Paul Bentz, a Republican campaign consultant, pointed to the races for governor, attorney general, state treasurer and mine inspector, all of which the GOP won. Bentz noted that about 140,000 voters appear to have cast ballots for both Sinema and Ducey. In Maricopa’s only countywide contest, for clerk of the court, the Republican candidate won. In the heavily Republican 8th Congressional District, Democrat Hiral Tipirneni actually did worse than she did during an April special election.
“Ultimately, what we’re finding is this is the same swing audience that has moved in previous elections. It’s the same audience that elected Janet Napolitano in 2002,” Bentz said. “Arizona is still a red state.”
And in the statewide races that Democrats won, their candidates were buoyed by unique circumstances, he said: Sinema had a strong campaign and a popular centrist message, while Hoffman benefitted from the “Red for Ed” movement that pushed K-12 education to the forefront earlier this year. Bentz also credited education with pushing Democrats over the top in some of their legislative wins.

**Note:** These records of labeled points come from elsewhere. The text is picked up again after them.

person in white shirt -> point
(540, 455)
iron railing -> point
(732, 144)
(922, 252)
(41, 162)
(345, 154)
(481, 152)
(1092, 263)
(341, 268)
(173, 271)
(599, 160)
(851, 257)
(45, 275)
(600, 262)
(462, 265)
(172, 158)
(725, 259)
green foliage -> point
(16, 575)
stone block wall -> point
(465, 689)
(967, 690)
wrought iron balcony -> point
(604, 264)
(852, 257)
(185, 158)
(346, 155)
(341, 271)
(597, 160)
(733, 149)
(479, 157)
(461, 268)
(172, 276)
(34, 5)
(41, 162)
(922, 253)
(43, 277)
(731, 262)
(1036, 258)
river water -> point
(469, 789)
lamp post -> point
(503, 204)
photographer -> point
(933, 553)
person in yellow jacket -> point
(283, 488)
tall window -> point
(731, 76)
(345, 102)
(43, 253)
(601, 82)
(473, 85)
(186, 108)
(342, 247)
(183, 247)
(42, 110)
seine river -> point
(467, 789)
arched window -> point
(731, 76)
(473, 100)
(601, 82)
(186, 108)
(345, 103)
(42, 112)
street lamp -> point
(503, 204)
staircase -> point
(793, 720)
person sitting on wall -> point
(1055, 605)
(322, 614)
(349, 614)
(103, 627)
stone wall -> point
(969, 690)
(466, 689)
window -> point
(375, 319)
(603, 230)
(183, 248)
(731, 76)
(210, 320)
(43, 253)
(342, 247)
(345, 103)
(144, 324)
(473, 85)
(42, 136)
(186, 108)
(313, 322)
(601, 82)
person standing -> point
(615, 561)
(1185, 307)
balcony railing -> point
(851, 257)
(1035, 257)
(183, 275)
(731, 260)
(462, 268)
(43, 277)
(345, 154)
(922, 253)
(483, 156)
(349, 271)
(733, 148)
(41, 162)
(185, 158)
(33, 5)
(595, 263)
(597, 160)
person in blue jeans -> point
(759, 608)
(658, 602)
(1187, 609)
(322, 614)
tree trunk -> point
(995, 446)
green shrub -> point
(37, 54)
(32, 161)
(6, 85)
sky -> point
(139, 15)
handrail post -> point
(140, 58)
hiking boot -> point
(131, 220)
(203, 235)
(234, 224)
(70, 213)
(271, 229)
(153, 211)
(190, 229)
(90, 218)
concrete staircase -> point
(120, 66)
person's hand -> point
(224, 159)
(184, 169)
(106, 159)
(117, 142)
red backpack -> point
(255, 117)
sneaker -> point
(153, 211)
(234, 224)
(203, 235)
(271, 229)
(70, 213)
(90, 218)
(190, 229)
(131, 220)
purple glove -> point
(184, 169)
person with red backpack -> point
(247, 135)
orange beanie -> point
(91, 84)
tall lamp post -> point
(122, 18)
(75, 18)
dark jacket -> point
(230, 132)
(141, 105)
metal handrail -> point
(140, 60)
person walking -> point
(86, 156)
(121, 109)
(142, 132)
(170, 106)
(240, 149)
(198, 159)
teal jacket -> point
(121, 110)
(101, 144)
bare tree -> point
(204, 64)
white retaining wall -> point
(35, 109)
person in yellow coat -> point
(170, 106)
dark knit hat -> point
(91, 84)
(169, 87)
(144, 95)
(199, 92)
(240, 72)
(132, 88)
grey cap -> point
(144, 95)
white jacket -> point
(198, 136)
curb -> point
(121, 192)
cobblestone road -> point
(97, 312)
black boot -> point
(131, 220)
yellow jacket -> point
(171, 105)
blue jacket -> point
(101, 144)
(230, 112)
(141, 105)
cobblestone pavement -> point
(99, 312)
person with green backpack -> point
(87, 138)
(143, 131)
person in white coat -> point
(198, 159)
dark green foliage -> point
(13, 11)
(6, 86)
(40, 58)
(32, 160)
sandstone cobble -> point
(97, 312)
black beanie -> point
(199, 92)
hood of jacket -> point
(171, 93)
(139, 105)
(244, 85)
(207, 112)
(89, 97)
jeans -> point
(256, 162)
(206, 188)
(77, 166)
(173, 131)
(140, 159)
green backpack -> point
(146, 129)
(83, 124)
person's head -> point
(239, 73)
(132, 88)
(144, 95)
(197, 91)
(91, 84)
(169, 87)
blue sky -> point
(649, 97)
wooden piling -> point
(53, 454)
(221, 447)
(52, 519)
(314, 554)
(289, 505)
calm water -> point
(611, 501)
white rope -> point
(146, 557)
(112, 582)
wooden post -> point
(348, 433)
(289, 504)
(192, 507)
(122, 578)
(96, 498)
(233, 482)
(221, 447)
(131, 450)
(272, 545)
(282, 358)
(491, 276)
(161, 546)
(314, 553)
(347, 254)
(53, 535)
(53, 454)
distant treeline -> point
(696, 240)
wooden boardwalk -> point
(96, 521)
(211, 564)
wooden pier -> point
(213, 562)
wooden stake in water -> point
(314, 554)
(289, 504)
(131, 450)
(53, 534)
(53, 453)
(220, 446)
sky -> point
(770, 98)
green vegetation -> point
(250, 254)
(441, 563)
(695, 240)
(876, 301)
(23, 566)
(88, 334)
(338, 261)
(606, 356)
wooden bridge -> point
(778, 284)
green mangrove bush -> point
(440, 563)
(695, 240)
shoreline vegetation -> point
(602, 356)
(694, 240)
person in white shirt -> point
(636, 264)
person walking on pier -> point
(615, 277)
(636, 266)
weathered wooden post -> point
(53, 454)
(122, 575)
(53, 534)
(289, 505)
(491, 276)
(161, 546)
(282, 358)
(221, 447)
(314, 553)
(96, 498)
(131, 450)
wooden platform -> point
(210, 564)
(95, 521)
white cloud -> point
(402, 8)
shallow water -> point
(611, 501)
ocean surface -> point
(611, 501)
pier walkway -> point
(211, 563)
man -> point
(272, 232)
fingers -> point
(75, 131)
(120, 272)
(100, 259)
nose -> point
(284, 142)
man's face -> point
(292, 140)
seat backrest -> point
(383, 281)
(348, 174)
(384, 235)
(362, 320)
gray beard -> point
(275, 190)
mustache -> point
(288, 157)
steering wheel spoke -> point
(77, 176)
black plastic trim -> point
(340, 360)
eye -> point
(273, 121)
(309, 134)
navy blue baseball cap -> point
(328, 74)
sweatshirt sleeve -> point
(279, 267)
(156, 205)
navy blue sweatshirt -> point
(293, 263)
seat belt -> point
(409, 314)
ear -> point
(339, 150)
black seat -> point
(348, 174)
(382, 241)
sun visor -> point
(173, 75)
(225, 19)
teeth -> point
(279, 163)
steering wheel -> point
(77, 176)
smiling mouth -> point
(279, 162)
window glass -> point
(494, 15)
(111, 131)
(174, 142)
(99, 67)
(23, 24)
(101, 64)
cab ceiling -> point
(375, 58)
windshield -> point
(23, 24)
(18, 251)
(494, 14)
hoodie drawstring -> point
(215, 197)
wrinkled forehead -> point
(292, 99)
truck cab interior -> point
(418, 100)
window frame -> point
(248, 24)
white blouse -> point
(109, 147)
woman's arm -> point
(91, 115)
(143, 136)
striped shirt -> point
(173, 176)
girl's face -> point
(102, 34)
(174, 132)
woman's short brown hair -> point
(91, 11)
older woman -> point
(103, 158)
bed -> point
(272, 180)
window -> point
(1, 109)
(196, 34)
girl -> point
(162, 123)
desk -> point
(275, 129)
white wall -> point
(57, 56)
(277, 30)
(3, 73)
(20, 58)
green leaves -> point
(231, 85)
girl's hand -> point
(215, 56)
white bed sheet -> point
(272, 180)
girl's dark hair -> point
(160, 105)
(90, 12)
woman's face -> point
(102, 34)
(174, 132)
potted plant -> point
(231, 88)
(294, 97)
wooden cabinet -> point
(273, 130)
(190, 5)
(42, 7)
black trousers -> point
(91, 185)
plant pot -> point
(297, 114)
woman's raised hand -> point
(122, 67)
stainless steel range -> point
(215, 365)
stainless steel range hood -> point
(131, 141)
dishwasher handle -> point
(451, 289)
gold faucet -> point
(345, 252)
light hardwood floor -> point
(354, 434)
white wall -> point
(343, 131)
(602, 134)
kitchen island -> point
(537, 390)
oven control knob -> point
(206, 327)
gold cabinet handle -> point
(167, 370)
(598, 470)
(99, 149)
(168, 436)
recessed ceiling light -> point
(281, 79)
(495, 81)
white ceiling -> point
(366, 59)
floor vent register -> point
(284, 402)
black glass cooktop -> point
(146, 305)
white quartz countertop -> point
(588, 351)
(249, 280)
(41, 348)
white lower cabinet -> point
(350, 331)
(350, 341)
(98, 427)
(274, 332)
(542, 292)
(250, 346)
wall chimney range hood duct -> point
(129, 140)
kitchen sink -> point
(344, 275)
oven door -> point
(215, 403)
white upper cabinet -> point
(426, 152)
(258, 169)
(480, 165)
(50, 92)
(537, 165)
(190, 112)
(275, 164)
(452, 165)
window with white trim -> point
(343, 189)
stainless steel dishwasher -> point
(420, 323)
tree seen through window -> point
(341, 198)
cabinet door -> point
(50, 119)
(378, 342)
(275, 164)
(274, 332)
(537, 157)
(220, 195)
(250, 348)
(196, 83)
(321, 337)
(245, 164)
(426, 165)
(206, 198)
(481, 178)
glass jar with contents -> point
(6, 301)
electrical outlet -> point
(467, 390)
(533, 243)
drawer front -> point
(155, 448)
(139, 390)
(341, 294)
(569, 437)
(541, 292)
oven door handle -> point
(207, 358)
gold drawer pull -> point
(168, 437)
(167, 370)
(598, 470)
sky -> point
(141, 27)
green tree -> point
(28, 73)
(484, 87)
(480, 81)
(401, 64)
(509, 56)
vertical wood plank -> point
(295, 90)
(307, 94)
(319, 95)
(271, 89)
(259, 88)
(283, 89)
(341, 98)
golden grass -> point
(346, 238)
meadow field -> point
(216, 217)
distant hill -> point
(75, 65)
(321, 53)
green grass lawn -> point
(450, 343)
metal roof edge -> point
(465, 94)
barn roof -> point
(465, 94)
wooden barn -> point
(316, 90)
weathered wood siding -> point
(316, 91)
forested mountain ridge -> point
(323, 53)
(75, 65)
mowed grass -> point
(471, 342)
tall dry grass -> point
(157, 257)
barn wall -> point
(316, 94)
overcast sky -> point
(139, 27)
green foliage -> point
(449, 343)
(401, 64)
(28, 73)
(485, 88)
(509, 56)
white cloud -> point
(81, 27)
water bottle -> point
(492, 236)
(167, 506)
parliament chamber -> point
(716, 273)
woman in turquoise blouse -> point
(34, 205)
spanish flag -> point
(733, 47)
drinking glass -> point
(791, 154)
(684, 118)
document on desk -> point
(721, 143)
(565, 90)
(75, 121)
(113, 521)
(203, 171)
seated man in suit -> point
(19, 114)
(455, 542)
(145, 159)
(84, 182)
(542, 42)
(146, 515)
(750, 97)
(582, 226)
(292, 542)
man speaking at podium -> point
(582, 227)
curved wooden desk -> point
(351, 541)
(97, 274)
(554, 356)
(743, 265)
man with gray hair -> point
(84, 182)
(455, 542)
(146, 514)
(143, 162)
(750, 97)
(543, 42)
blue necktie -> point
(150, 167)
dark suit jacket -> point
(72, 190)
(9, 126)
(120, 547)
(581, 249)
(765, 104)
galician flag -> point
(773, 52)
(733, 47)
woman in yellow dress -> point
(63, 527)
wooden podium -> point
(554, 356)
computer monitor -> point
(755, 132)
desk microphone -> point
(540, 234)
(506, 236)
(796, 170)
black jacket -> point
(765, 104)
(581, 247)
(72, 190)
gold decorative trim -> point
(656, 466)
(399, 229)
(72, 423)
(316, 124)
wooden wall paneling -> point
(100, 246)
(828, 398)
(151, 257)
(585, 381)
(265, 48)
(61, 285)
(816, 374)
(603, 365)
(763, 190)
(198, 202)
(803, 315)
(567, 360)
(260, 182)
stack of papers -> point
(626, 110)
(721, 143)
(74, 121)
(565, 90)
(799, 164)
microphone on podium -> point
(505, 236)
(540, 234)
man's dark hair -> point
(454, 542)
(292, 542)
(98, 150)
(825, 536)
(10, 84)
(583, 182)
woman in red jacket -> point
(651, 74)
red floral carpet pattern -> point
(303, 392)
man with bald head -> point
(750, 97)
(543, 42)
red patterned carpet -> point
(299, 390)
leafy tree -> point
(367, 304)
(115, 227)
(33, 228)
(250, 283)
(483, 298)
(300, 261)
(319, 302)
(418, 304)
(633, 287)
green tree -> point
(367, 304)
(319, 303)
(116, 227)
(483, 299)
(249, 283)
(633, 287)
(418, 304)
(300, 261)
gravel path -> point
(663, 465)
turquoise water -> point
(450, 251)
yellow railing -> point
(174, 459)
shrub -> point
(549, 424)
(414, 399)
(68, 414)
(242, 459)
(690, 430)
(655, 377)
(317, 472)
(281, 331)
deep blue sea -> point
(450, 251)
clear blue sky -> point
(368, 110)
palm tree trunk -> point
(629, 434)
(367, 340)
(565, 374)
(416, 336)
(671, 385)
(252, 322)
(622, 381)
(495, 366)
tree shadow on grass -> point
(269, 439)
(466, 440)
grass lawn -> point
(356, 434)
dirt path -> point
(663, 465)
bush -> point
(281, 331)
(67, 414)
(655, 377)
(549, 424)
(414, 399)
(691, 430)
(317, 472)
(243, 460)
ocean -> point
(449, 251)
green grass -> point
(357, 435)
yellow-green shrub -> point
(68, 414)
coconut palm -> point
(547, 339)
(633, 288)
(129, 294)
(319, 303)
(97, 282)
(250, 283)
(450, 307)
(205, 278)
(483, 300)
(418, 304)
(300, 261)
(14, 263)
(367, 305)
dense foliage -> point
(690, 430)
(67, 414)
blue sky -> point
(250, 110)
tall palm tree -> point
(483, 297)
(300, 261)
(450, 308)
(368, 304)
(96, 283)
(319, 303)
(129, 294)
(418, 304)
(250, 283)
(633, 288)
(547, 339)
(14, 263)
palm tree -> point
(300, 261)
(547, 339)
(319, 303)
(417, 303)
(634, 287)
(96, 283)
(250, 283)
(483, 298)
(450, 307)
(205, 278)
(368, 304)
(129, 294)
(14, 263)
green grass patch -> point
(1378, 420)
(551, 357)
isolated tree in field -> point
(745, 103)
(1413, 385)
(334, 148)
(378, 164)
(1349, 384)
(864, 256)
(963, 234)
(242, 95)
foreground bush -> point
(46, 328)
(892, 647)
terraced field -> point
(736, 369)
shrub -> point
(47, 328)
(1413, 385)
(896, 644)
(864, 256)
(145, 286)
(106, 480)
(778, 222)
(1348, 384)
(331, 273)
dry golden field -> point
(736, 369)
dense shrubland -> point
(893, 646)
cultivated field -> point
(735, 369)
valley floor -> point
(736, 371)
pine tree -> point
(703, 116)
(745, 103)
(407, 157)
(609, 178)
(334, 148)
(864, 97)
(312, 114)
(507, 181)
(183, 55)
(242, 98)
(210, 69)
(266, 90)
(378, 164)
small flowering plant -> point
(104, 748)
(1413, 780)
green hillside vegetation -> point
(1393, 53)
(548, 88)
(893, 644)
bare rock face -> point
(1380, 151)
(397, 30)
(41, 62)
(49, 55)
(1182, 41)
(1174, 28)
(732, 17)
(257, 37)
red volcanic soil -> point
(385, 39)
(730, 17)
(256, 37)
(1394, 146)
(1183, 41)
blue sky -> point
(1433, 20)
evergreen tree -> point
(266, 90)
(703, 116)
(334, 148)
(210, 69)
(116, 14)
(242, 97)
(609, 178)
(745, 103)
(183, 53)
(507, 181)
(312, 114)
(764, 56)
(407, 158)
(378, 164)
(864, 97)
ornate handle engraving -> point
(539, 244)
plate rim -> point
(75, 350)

Bentz also noted that the successful Democratic statewide candidates were all women, and that most were running against men in the general election. The Democrats’ worst showing in a statewide race this year was in the contest for state treasurer, which was the only statewide race in which a male Democrat faced a female Republican.
“Democrats absolutely should take credit for the gains that they made,” Bentz said. “But I don’t think it was just the blue wave that did it.”
George Khalaf, a Republican pollster, credited Trump with the Democrats’ victories in Arizona. He said there have been some minor demographic changes that aided the party – he pointed to Chandler-based Legislative District 17, where Jennifer Pawlik’s successful House campaign gave Democrats a win in a historically red district – but that Democrats shouldn’t expect such success in election years when Trump isn’t on the ballot.
Nonetheless, Khalaf said he expects Arizona to be more politically competitive going forward. Things won’t always look like 2018 for the Democrats, he said, but Republicans shouldn’t expect the status quo of 2010 and 2014 to continue either.
“I think it’s always going to be more competitive than it had been historically, in the years where Republicans dominated everything. But I don’t think it’s going to be so competitive to where it’s going to look like this year or potentially (2020) when Trump’s at the top of the ticket,” Khalaf said.